- Tu dois mal choisir tes compagnons de bar. J'ai entendu dire qu'Hollywood était infesté de bolcheviks!
-Tu veux dire des bolcheviks en peau de lapin qui marchent à la carotte ! Et dès que ça commence à chauffer, on se met à table devant ses pires ennemis politiques.
De sinistres bureaucrates pouvaient vous assigner à comparaitre si vous aviez eu l'infortune de fréquenter un «renégat à la solde du Kremlin» ou une «extrémiste séditieuse ». Coucher avec un Rouge, cétait faire le lit de Staline - vous étiez alors dans de sales draps.
Une rue étranglée me mena jusqu'aux limbes de la ville. Les Enfers coudoyaient les magnificences mauresques et les palais immaculés de la République. Il suffisait de bifurquer dans une rue pour se retrouver au cœur de toutes les infamies, de toutes les turpitudes de ce régime décadent. Un pas à droite, c'était la promenade du Prado. Un pas à gauche, c'était le Barrio de Colon et la rue de la Vertu — ou plutôt "des petites vertus". Calle Virtudes dégueulait de jineteras de moins de vingt ans qui vous accostaient en bas résilles et talons hauts, se déhanchaient dans un halo de lumière rose et rouge sous les néons d'une quantité de night-clubs d'où surgissaient des rabatteurs embusqués ; et tous ces mouvements de la rue étaient la folle chorégraphie de l'assourdissant concert des musiques enchevêtrées, jazz et cha-cha-cha, mambo et rock n' roll qui s'élevaient des autoradios, s'échappaient des juke-box, retentissaient depuis la scène des night-clubs.
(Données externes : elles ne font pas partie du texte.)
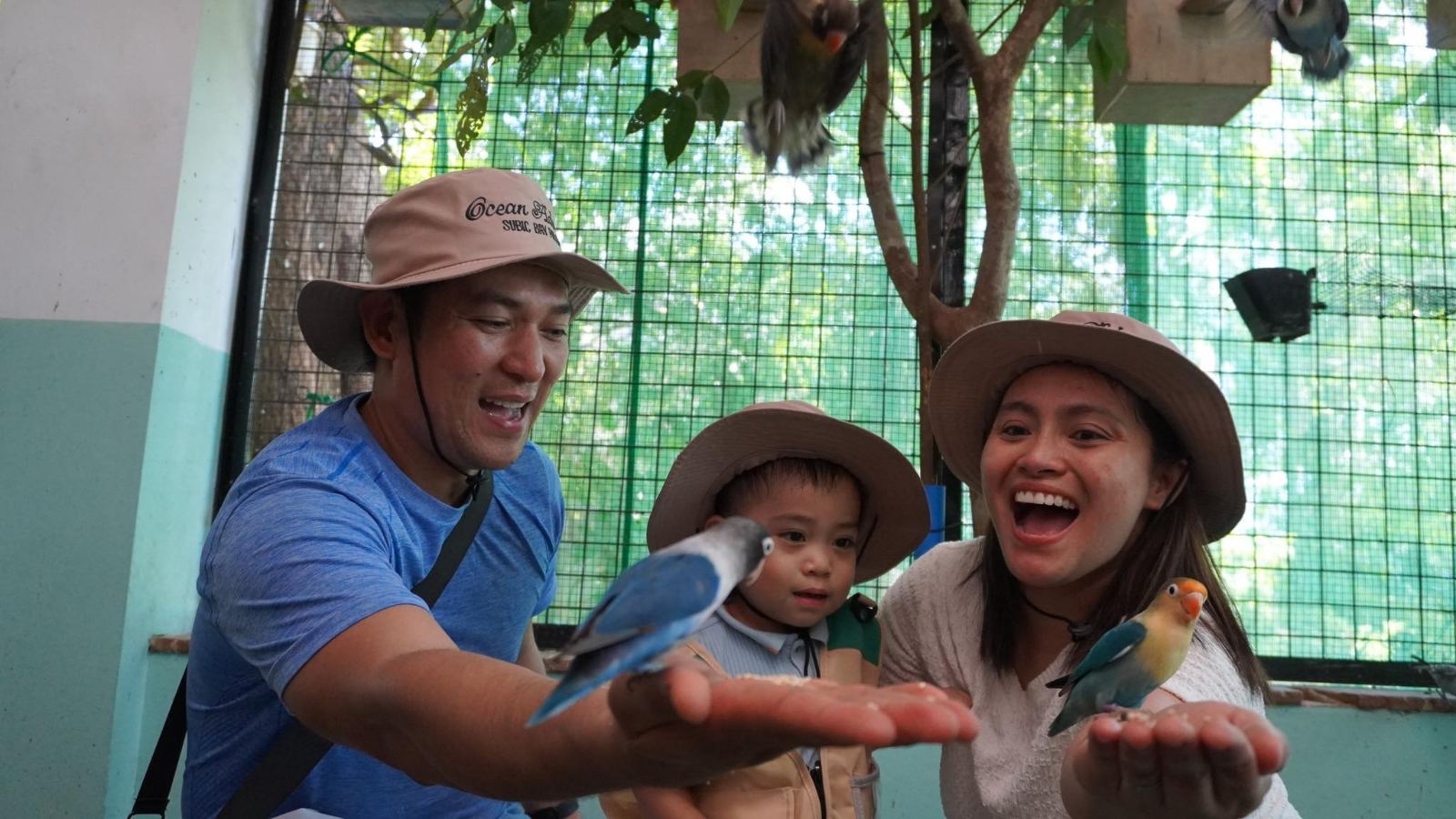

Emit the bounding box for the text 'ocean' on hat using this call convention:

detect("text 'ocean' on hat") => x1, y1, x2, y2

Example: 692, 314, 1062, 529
298, 167, 628, 373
On vous proposait des jeunes filles, des jeunes femmes, des lesbiennes, des travestis, des noires, des blanches, des un peu moins blanches, des spectacles pornographiques, des images pornographiques, de faux gagnants de la loterie nationale, de la marijuana, de la cocaïne, de l'héroïne. Depuis les balcons des bordels, des adolescentes en porte-jarretelles apostrophaient les marins et les touristes, exposaient leurs seins aux clameurs enthousiastes, provoquaient d'un geste ou d'une parole des jappements de chien en rut. La route des enfers n'est pas forcément pavée de flammes et de tortures, elle peut être bordée de séduisantes libations pour qui a le goût de l'oppression et détient le visa de l'immunité.
J’hésitai à lui dire qu’un inconnu suivait Sam en voiture depuis des semaines, espionnait sa maison la nuit et avait même glissé une lettre anonyme dans sa boîte. J’hésitai aussi à lui demander si mon frère avait des ennemis. Quelque chose me retenait. Un sentiment indéfini que je mis sur le compte de son amertume et de son ironie.Lester n’était pas l’ami à qui on se confie. Il était l’ami avec qui on dit du mal des autres.